Eight people were killed during the foiled incursion attempt on Sunday, Venezuelan authorities said.
Maduro showed what he said were the U.S. passports and other identification cards belonging to Airan Berry and Luke Denman, who he said were in custody and had been working with Jordan Goudreau, an American military veteran who leads a Florida-based security company called Silvercorp USA.
"They were playing Rambo. They were playing hero," Maduro said, adding that Venezuelan authorities had caught wind of the plot before its execution.
Goudreau, who identified himself as an organizer of the invasion on Sunday, told Reuters on Monday that Berry and Denman were also involved.
"They're working with me. Those are my guys," he said by telephone.
The State Department did not provide any immediate comment on the alleged arrests. U.S. officials have strongly denied any U.S. government involvement in the incursions.
A person familiar with the matter said the two U.S. citizens were captured on Monday in a second-day roundup of accomplices and were believed to be in the custody of Venezuelan military intelligence.
The source, speaking on condition of anonymity, said the details came from contacts with Venezuelan security forces.
Opposition leader Juan Guaido cast doubt on the government's version of Sunday's events, insisting Maduro is seeking to distract from other problems in recent days including a deadly prison riot and a violent gang battle in Caracas.

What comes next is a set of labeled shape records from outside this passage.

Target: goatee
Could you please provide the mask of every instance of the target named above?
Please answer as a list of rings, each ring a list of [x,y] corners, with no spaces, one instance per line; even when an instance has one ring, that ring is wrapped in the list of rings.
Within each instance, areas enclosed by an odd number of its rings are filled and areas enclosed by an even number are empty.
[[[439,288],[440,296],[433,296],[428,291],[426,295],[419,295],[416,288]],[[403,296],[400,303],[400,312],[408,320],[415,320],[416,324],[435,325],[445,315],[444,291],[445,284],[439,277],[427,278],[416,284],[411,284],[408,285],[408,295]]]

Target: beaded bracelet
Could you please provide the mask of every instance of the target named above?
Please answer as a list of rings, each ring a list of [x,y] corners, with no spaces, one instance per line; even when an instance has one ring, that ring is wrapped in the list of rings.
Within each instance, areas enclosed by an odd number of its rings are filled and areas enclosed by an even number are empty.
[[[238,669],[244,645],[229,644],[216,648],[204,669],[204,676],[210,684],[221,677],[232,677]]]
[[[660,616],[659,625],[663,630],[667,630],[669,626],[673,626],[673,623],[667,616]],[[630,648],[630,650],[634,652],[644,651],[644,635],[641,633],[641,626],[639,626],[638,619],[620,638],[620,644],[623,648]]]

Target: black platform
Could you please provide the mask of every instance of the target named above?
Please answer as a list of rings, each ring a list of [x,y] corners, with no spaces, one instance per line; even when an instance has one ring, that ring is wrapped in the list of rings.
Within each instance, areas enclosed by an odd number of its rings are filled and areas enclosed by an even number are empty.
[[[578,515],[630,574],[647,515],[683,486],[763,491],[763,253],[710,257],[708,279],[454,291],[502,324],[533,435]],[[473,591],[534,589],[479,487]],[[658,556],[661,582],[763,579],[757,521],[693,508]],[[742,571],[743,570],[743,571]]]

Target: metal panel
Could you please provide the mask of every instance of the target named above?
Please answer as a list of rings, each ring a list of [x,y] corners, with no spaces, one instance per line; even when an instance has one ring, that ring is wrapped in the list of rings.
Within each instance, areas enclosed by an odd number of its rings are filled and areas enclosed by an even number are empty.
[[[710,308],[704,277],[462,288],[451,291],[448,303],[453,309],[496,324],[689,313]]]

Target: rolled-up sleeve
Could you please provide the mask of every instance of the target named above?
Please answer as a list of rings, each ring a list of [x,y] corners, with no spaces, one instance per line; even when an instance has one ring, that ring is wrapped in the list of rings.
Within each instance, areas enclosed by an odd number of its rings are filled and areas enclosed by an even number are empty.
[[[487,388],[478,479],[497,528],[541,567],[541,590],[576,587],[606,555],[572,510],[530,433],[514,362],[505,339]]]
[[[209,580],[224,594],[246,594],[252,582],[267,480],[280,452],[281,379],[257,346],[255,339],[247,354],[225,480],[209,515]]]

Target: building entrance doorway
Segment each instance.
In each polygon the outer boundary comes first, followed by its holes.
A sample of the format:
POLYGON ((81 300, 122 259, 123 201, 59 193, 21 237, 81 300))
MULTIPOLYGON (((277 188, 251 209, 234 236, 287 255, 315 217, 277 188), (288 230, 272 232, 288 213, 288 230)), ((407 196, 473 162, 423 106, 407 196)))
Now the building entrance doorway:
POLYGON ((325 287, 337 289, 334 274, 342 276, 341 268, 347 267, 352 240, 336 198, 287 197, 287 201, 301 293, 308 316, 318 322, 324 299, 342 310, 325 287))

Guaido's communications team on Monday denied media reports that Guaido had hired Silvercorp to remove Maduro by force, adding the opposition leader and his allies "have no relationship with or responsibility for the actions of the company Silvercorp."

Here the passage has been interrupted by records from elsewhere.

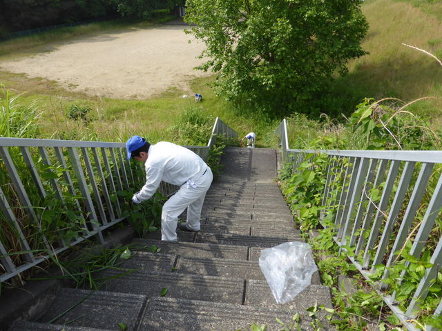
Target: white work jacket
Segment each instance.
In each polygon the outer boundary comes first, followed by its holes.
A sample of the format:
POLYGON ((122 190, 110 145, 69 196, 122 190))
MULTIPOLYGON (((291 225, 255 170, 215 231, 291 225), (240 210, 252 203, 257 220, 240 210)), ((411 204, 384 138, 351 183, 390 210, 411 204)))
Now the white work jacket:
POLYGON ((191 150, 166 141, 151 145, 144 166, 146 183, 137 194, 141 201, 152 197, 162 181, 182 185, 202 175, 208 168, 191 150))

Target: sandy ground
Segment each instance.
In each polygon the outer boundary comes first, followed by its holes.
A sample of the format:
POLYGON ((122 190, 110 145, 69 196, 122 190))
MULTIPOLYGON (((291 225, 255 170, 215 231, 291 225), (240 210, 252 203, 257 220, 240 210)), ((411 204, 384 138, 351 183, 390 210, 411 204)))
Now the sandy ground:
POLYGON ((195 57, 204 45, 185 34, 185 28, 162 25, 102 34, 32 57, 0 62, 0 68, 55 80, 90 95, 145 99, 171 87, 192 94, 189 81, 208 74, 193 70, 202 61, 195 57))

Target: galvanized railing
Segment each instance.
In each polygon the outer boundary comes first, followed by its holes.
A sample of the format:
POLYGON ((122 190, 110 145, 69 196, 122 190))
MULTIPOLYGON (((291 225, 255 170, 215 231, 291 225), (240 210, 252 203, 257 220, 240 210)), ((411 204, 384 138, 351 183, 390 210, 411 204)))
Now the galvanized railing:
MULTIPOLYGON (((236 134, 217 118, 210 141, 219 133, 236 134)), ((211 146, 186 147, 206 159, 211 146)), ((91 237, 104 243, 130 214, 127 191, 145 181, 126 153, 122 143, 0 138, 0 281, 91 237)))
MULTIPOLYGON (((367 279, 379 265, 385 268, 377 278, 378 292, 385 302, 410 330, 419 330, 414 320, 421 304, 437 280, 442 263, 442 152, 397 150, 300 150, 289 149, 287 122, 279 127, 283 159, 292 161, 294 170, 323 153, 328 158, 320 222, 335 232, 334 240, 367 279), (416 218, 420 214, 421 219, 416 218), (332 221, 325 222, 332 218, 332 221), (396 292, 389 291, 386 281, 390 268, 407 250, 416 259, 431 252, 430 264, 406 303, 398 303, 396 292), (406 309, 400 309, 402 303, 406 309)), ((410 258, 408 258, 410 259, 410 258)), ((400 286, 407 277, 409 262, 397 279, 400 286)), ((439 291, 440 294, 440 291, 439 291)), ((431 312, 441 314, 442 301, 431 312)), ((426 325, 426 330, 435 330, 426 325)))

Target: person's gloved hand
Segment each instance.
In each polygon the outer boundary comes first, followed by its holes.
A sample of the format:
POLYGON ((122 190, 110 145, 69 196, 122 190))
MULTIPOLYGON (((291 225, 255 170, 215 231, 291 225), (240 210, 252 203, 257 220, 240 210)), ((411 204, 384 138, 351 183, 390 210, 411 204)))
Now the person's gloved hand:
POLYGON ((134 203, 136 203, 136 204, 139 204, 139 203, 141 203, 142 202, 137 197, 138 195, 138 193, 140 193, 140 192, 137 192, 137 193, 133 194, 133 197, 132 197, 132 202, 133 202, 134 203))

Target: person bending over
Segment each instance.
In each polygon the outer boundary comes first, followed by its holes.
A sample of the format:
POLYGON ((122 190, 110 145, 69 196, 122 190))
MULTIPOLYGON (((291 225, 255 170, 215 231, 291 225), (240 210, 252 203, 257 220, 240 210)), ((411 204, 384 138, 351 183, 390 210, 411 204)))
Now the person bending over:
POLYGON ((133 136, 126 143, 127 158, 144 163, 146 183, 132 197, 140 203, 153 195, 162 181, 180 186, 164 203, 161 213, 161 239, 177 241, 178 216, 187 208, 187 221, 179 224, 183 231, 199 231, 201 209, 213 176, 211 168, 196 154, 172 143, 151 145, 144 138, 133 136))
POLYGON ((242 143, 242 141, 244 139, 247 139, 247 147, 249 148, 254 148, 255 147, 255 139, 256 138, 256 134, 255 132, 250 132, 246 134, 244 138, 241 139, 241 143, 242 143))

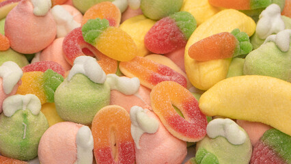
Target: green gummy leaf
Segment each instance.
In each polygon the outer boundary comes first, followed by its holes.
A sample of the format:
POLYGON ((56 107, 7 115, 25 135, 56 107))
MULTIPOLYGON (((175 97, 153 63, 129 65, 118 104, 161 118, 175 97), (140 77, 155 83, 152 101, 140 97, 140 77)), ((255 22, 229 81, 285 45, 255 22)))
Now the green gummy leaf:
POLYGON ((176 24, 182 31, 184 36, 188 40, 197 27, 197 22, 194 16, 188 12, 178 12, 169 16, 175 20, 176 24))
POLYGON ((96 40, 109 27, 109 22, 107 19, 89 19, 82 27, 82 35, 84 40, 92 45, 96 44, 96 40))
POLYGON ((64 81, 64 77, 61 74, 48 69, 44 72, 44 89, 48 102, 54 102, 55 91, 57 87, 64 81))
POLYGON ((251 9, 266 8, 272 3, 272 0, 251 0, 251 9))
POLYGON ((219 164, 217 157, 205 148, 199 148, 195 154, 197 164, 219 164))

In a statement on Monday evening, Guaido's team said: "We demand the human rights ... of the people captured in recent hours be respected."
Washington has imposed tough economic sanctions against Venezuela in an effort to oust Maduro, whom it accuses of having rigged elections in 2018. Maduro's government says the United States wants to control Venezuela's massive oil reserves.
'ATTACK AGAINST OUR FATHERLAND'
Monday's arrests come after Maduro's government on Sunday said mercenaries had attempted to enter the South American country on speed boats from neighboring Colombia, saying eight people had been killed and two detained.
Later on Sunday, Goudreau released a video identifying himself as an organizer of the invasion, alongside dissident Venezuelan military officer Javier Nieto.
Goudreau said in the video that fighters on the ground continued to carry out operations in different parts of the country.
He identified one of the fighters as "Commander Sequea," which appeared to be a reference to Antonio Sequea, who was identified on Monday by state television as one of the people arrested.
Silvercorp's website describes Goudreau as a "highly decorated Special Forces Iraq and Afghanistan veteran."
A Venezuelan state television anchor on Monday showed photos of men laid out on the ground with their hands behind their backs, adding that the group was traveling near the town of Chuao area in central Aragua state.
The group was "caught by popular force, by fishermen," the anchor said.
Cabello posted a video of men in black with balaclavas pulling a shirtless man from a helicopter, whom they identified as part of the group captured.
"Without a doubt, the imperialists directed this attack against our fatherland," Cabello said on Twitter, in reference to the U.S. government.
A U.S. official, who asked not to be named, said the U.S. government had no involvement with the incident. Another source familiar with U.S. intelligence analysis and reporting also said that U.S. agencies have nothing to do with any military incursions in Venezuela.